Novas regras para vistos
A
procura tem sido tanta que, no início de Janeiro deste ano, a
Direcção-geral de Migração de Moçambique (DNM) deixou de emitir vistos
de fronteira. Muitos portugueses pediam este tipo visto à chegada a
Maputo, alegadamente para fins turísticos, que não eram respeitados. "A
DNM detectou diversos casos de vistos incorrectamente emitidos ou que
não correspondiam aos reais propósitos da visita", refere o Consulado
Geral de Portugal em Maputo, numa nota emitida a 30 de Janeiro. Com a
aplicação estrita da legislação que regula a entrada de cidadãos
estrangeiros houve portugueses apanhados de surpresa nos primeiros dias e
alguns tiveram mesmo de regressar. Também a confusão nos serviços
consulares foi notória, já que não estavam preparados para os fluxos
actuais.
Consequência da crise em Portugal, são cada
vez mais os cidadãos e as empresas que se estão a virar para este
mercado, sobre o qual se têm multiplicado também os eventos de promoção
organizados por bancos, agências e câmaras de comércio, que criam
expectativa e sedução.
No entanto, Diogo Gomes de
Araújo, presidente executivo da Sofid, instituição financeira de crédito
detida maioritariamente pelo Estado e vocacionada para países
emergentes, desaconselha qualquer um "a ir sem nada organizado".
Lembrando que Maputo é "uma cidade cada vez mais cara", o responsável
garante que ali "um desempregado não tem vida fácil". Multiplicam-se,
por isso, relatos de portugueses a viver na rua ou que acabam por pedir
para ser repatriados.
Um país que está na moda
Diogo
Gomes de Araújo aconselha a que "antes de emigrar ou de desenvolver uma
actividade empresarial no país", cidadãos ou empresas se "informem
muito bem, conheçam o mercado, os seus ritmos e regras". "É preciso
conhecer o país, falar com o máximo de pessoas, fazer um plano de
negócio detalhado, avaliar os riscos e a concorrência", avisa. É que, se
por um lado, os preços disparam e há cada vez mais especulação
imobiliária, por outro a classe média é reduzida e poucos são os que
consomem.
A procura por Moçambique que se tem feito
sentir nos últimos dois anos, segundo Diogo Gomes de Araújo, resulta de
dois factores: o desenvolvimento do país e a crise em Portugal.

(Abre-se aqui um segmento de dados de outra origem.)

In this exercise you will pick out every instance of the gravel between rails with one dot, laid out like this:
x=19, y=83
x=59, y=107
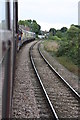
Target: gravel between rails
x=72, y=79
x=65, y=104
x=28, y=98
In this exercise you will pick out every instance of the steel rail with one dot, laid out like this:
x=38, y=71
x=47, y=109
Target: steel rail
x=40, y=81
x=53, y=69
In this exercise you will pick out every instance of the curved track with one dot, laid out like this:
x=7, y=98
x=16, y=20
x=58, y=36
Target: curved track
x=62, y=98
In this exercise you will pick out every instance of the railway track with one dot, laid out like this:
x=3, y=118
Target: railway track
x=29, y=100
x=62, y=98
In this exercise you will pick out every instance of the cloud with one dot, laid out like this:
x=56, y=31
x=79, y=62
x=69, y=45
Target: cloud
x=50, y=11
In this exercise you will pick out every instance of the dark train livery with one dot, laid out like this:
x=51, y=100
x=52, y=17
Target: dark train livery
x=9, y=44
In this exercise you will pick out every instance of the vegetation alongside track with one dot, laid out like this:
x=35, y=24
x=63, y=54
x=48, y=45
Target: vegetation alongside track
x=63, y=45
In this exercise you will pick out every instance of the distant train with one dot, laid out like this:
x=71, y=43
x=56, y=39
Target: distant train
x=9, y=42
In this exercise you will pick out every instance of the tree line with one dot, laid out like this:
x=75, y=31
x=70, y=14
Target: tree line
x=69, y=42
x=32, y=24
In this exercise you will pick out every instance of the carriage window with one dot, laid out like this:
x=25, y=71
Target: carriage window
x=2, y=15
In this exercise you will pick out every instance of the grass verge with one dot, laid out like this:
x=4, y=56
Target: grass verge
x=51, y=47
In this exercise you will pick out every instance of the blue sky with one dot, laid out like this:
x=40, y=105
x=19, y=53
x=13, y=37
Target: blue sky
x=50, y=13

Em seu
entender, Moçambique é "um país que está na moda", mas "é preciso ter
consciência que não é o ‘eldorado'". A mesma mensagem tem Ricardo
Pedrosa Gomes, presidente da Federação Portuguesa da Indústria da
Construção e Obras Públicas (Fepicop), que chama a atenção para a
extensão do país e lamenta que haja "muita gente a cair de pára-quedas e
no sítio errado". Ainda assim, lembra que "as modas têm algum fundo de
verdade" e "o potencial de Moçambique é inegável". Com taxas de
crescimento de 7% a 8%, o fluxo anormal de chegadas ao país está longe
de ser um exclusivo dos portugueses.